Gigantyczna ustawka holenderskich chuliganów

Wypowiedzi policjantów z Hagi nie pozostawiają wątpliwości. Niedzielne zamieszki to nie był przypadek. Funkcjonariusze mówią o skoordynowanej ustawce chuliganów i kiboli z całych Niderlandów, którzy pod pozorem przyjazdu na demonstracje przeciw obostrzeniom koronowym, chcieli dać upust swojej agresji.

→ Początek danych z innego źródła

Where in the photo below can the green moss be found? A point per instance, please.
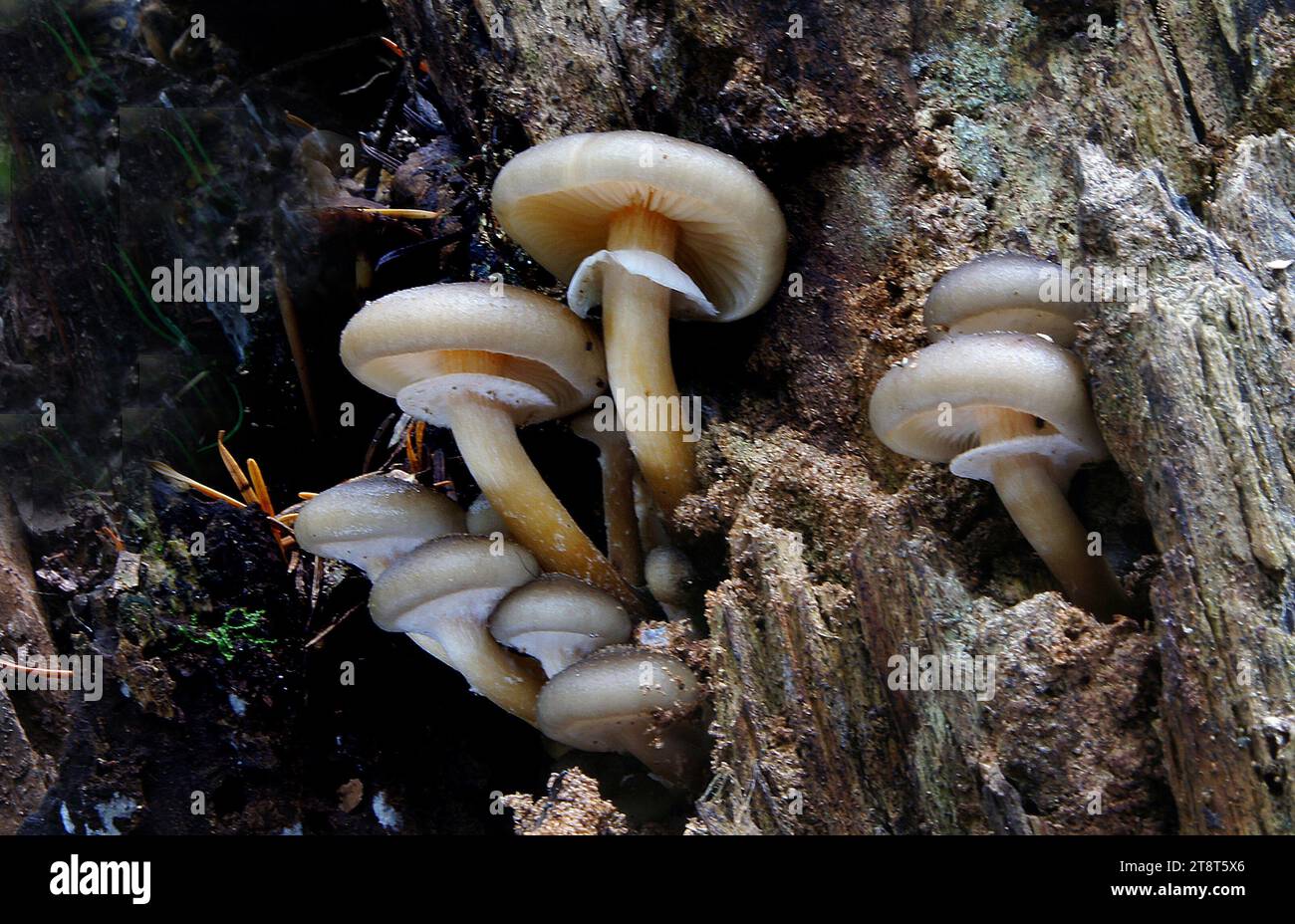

Ukryci pod pozorem demonstracji

Niedzielne zamieszki w Hadze przyjęły niespodziewanie brutalny przebieg. Funkcjonariusze zatrzymali ponad 400 osób. Początkowo wydawało się, iż mają one charakter oddolny, punktowy. Ludzie, którym nie pozwolono demonstrować, wyrażają swoje niezadowolenie i podburzają tłum. Wszystko to doprowadziło do tego, iż wydarzenia wymknęła się spod kontroli i nawet pomimo zielonego światła na krótką demonstrację na Malieveld, doszło do starć z policją. W poniedziałek nowe fakty w tej sprawie wskazują, iż sytuacja miała zupełnie inny przebieg i była dużo bardziej skomplikowana.

 

Protest, którego miało nie być

Organizatorzy niedzielnych protestów ze spokojem i zrozumieniem przyjęli decyzję o tym, że demonstracja w proponowanej przez nich formie się nie odbędzie. Ludzie gotowi wyrazić jednak swoją negatywną opinię zdecydowali przybyć w niedzielę do Hagi. Tego też dnia, korzystając z oddolnej mobilizacji, poruszenie miało miejsce też w grupach pseudokibiców i chuliganów. Uznali oni, iż dzięki demonstracji spokojnie dotrą do politycznej stolicy kraju, gdzie będą mogli wyrównać rachunki z policją. Potwierdza to burmistrz Hagi Johan Remkes: „Dziś rzeczywiście okazało się, że grupy z różnych regionów kraju przybyły do Hagi (…) To nie miało nic wspólnego z demonstracją ani swobodą wypowiedzi. Ta grupa celowo starała się zakłócać porządek publiczny. Policja musiała interweniować kilka razy. Jestem wdzięczny policji za ich wysiłki. ”

 

Niecny plan

Zadymiarze mieli bardzo prosty pomysł. Przybyć do miasta z całego kraju pod pozorem udziału w demonstracji. Następnie wmieszać się w tłum na Malieveld i rozpocząć walkę z policją. Liczono najprawdopodobniej bowiem, iż wielu zwykłych obywateli widząc, że inni uczestnicy protestów są dosłownie "pałowani" przez mundurowych przyjdą im z pomocą. W efekcie do walki z oddziałami prewencji stanęliby nie tylko stadionowi bandyci, ale również wielu przypadkowych Holendrów. Oprócz tego policja również miałaby dość mocno związane ręce. Pobicie uczestników antyrządowej demonstracji, czy spacyfikowanie jej byłoby brzemienną w skutkach decyzją, która mogłaby doprowadzić do niepokojów w całym społeczeństwie. Wskazywałaby bowiem na opresyjność systemu, rządu, przeciw któremu właśnie demonstrowano.

 

Czerwone światło pokrzyżowało plany chulinganów

Na szczęście jednak decyzja samorządowców o cofnięciu zgody na protest mocno pokrzyżowała plany chuliganów. Owszem, nadal tysiące ludzi przyszło na Malieveld, było ich jednak znacznie mniej, niż się spodziewano. Ponadto policja obstawiła wiele ulic i starała się utrudnić protestującym wejście na plac. To zaś spowodowało, iż do zamieszek doszło nie w jednym punkcie, a w wielu rejonach miasta. Starcia prowadziły małe grupy, do których nie chcieli przyłączać się protestujący. W efekcie funkcjonariuszom udało się opanować sytuację. Chociaż nie obyło się bez patroli konnych i armatek wodnych.